Black Warrior Riverkeeper has announced a new partnership with the City of Birmingham to help clean streets where rain will otherwise carry litter into storm drains, then local creeks, and ultimately the Black Warrior and other area rivers and streams. AmeriCorps member Katie Fagan, will manage two volunteer street cleanups each month, starting Saturday, January 23, from 9 a.m. to 11 a.m.

Space is limited to maintain social distancing, so if you are interested in volunteering, register here for cleanups shortly after each is posted.

Black Warrior Riverkeeper’s mission is to protect and restore the Black Warrior River and its tributaries. It is a citizen-based nonprofit organization dedicated to promoting clean water for the sake of public health, recreation, and wildlife habitat throughout its patrol area, the Black Warrior River watershed. This vital river basin is entirely contained within Alabama, America’s leading state for freshwater biodiversity.

The organization patrols waterways, educates the public, and holds polluters accountable to maintain clean water throughout the basin. The staff identifies and addresses pollution problems while increasing public awareness.

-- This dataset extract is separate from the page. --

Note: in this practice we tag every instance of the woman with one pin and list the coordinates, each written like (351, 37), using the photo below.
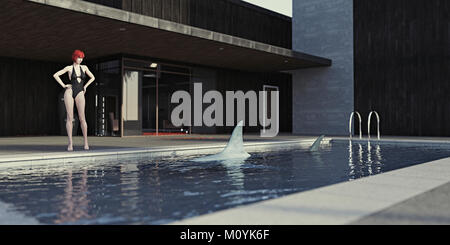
(75, 91)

The Black Warrior River drains parts of 17 Alabama counties. The area the river drains, its watershed, covers 6,276 square miles in Alabama and measures roughly 300 miles from top to bottom. The Black Warrior River watershed is home to over 1 million residents and contains 16,145.89 miles of mapped streams. Its headwaters consist of the Sipsey, Mulberry, and Locust Forks. Once these rivers merge west of Birmingham, the Black Warrior River proper forms the border of Jefferson and Walker counties. Near Tuscaloosa, the river flows out of the rocky Cumberland Plateau and enters the sandy East Gulf Coastal Plain, forming the border of Greene and Hale counties in the Black Belt. At Demopolis the Black Warrior flows into the Tombigbee River towards Mobile Bay.